8. D’autre part, si le requérant se prévaut de sa présence en France depuis 2013, il n’établit pas, ainsi qu’il a été dit au point précédent, le caractère habituel de son séjour sur le territoire national depuis plus de dix ans et n’apporte pas d’éléments tendant à établir que son admission exceptionnelle au séjour par la délivrance d’un titre de séjour mention « vie privée et familiale » répondrait à des considérations humanitaires ou se justifierait par des motifs exceptionnels dès lors notamment que son épouse et ses enfants vivent toujours dans son pays d’origine. En outre, en se bornant à produire une déclaration préalable à l’embauche datant de 2018, il n’est pas fondé à soutenir que sa situation professionnelle aurait constitué un motif exceptionnel justifiant son admission exceptionnelle au séjour par la délivrance d’un titre de séjour portant la mention « salarié ». Dans ces conditions, le moyen tiré de la méconnaissance des dispositions de l’article L. 435-1 du code de l’entrée et du séjour des étrangers et du droit d’asile ne peut qu’être écarté.

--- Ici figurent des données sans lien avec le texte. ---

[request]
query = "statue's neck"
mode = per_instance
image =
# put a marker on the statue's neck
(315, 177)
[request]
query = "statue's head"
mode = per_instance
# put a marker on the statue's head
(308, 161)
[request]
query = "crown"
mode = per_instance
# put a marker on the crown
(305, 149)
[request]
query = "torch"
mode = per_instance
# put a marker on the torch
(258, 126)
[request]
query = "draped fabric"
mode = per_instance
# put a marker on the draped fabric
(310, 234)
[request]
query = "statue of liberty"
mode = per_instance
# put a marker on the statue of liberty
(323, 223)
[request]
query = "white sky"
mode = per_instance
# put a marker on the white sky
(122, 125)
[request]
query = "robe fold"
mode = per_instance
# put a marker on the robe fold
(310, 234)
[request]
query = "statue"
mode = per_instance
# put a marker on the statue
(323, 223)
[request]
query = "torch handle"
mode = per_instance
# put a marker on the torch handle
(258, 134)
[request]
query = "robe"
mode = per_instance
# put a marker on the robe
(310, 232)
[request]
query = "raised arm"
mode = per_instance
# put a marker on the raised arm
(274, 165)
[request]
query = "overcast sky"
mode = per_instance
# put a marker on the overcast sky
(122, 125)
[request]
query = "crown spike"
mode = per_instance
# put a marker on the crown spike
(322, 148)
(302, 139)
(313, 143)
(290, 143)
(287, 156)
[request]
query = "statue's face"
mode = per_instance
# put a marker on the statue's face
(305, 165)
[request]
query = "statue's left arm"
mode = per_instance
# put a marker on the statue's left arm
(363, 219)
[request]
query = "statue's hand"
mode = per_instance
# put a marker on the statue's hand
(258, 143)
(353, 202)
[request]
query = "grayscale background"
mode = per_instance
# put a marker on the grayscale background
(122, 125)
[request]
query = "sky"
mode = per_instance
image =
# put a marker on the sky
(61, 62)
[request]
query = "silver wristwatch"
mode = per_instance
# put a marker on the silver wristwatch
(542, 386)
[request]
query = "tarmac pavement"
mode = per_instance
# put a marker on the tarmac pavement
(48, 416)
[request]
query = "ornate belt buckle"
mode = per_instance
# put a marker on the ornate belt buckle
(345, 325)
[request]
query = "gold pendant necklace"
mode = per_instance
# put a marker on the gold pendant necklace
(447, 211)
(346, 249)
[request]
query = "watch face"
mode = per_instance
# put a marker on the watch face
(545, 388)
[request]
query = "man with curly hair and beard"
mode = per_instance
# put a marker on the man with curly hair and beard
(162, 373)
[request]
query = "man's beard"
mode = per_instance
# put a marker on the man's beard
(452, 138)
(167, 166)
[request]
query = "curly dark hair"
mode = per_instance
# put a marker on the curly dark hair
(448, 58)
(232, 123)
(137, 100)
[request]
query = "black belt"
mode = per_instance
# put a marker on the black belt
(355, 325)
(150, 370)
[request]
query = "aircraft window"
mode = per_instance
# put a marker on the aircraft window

9. En troisième lieu, si le requérant soutient que la décision contestée méconnaît les dispositions de l’article L. 423-23 du code de l’entrée et du séjour des étrangers et du droit d’asile, il ne ressort toutefois pas des pièces du dossier qu’il aurait effectué une demande de titre de séjour sur le fondement de ces dispositions. Dès lors, le moyen tiré de la méconnaissance des dispositions précitées doit être écarté comme inopérant.
10. En quatrième et dernier lieu, il ne ressort manifestement pas des pièces du dossier que le préfet de police aurait entaché son arrêté d’une erreur manifeste d’appréciation. Dès lors, ce moyen doit être écarté.
11. Il résulte de tout ce qui précède que la requête d’appel de M. B est manifestement dépourvue de fondement. Il y a lieu, dès lors, de faire application des dispositions du dernier alinéa de l’article R. 222-1 du code de justice administrative et de la rejeter en toutes ses conclusions.
ORDONNE :
Article 1er : Il n’y a pas lieu d’admettre provisoirement M. B au bénéfice de l’aide juridictionnelle.
Article 2 : La requête de M. B est rejetée.
Article 3 : La présente ordonnance sera notifiée à M. A B.
Copie en sera adressée au préfet de police.
Fait à Paris, le 4 juin 2024.
La présidente de la 5ème chambre,
H. VINOT
La République mande et ordonne au ministre de l’intérieur et des outre-mer en ce qui le concerne, ou à tous commissaires de justice à ce requis en ce qui concerne les voies de droit commun contre les parties privées, de pourvoir à l’exécution de la présente décision.